Tam masih terlihat khawatir, tapi dia pun tak bisa menolak kelezatan makanan itu. "Kita harus cepat selesai dan membereskan semuanya."
Namun, kebahagiaan mereka tak berlangsung lama. Tiba-tiba, pintu kamar terbuka lebar. Pak Salvador berdiri di ambang pintu dengan wajah marah.
"Apa-apaan ini?" teriaknya, membuat ketiga anak itu terlonjak kaget.
Lucas, Tam, dan Elia terdiam, wajah mereka pucat pasi. Remah-remah roti dan sisa makanan berserakan di lantai kamar.
"Kalian mencuri makanan dari dapur? Lucas, kau yang mengambil kunciku?" tanya Pak Salvador dengan nada dingin.
Lucas menunduk, tak berani menatap mata pengasuhnya. "M-maafkan aku, Pak. Aku yang---"
"Bukan, Pak!" Tam tiba-tiba memotong. "Saya yang menyuruh Lucas mengambil kunci itu. Ini semua ide saya."
Elia, melihat keberanian Tam, ikut angkat bicara. "Tidak, Pak.
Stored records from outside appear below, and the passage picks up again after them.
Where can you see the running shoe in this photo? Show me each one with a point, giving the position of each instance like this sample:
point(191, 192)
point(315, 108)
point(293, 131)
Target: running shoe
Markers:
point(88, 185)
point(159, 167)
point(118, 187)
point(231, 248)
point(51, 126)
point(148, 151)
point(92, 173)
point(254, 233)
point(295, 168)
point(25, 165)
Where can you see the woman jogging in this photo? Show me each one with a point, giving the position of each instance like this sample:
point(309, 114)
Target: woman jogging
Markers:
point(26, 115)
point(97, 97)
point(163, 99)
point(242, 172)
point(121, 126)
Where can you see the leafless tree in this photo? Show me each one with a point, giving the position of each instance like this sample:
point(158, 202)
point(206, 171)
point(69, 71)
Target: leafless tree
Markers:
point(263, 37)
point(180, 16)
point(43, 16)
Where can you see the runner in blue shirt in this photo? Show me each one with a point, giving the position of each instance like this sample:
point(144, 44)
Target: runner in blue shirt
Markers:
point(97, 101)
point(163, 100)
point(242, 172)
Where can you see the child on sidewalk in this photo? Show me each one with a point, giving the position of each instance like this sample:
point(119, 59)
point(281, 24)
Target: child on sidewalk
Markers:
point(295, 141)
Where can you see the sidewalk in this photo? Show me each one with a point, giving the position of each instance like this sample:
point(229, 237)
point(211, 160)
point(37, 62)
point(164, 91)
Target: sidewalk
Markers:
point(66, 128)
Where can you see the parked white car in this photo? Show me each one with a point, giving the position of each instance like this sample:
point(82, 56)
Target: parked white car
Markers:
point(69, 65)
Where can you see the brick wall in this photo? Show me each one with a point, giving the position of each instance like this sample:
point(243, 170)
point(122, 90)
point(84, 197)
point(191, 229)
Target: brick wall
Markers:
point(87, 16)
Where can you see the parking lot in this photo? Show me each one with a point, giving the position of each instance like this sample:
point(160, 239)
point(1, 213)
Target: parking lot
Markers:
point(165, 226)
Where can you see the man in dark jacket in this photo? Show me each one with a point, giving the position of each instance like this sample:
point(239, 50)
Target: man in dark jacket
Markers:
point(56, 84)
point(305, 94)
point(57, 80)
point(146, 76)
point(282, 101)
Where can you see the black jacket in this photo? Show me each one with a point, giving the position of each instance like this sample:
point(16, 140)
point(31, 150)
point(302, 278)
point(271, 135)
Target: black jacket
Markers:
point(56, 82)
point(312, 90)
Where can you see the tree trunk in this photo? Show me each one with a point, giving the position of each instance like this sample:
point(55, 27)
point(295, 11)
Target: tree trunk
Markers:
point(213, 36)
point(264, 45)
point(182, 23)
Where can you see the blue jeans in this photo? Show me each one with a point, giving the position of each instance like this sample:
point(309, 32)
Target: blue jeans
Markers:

Sebenarnya saya yang memberikan ide ini. Saya yang harus dihukum."
Pak Salvador menatap ketiga anak itu bergantian. Kemarahan di wajahnya bercampur dengan kebingungan.
"Kalian bertiga, ikut saya ke ruang kerja sekarang," perintahnya tegas.
Lucas, Tam, dan Elia berjalan gontai mengikuti Pak Salvador. Di ruang kerja, mereka duduk berjejer di hadapan meja besar pengasuh mereka.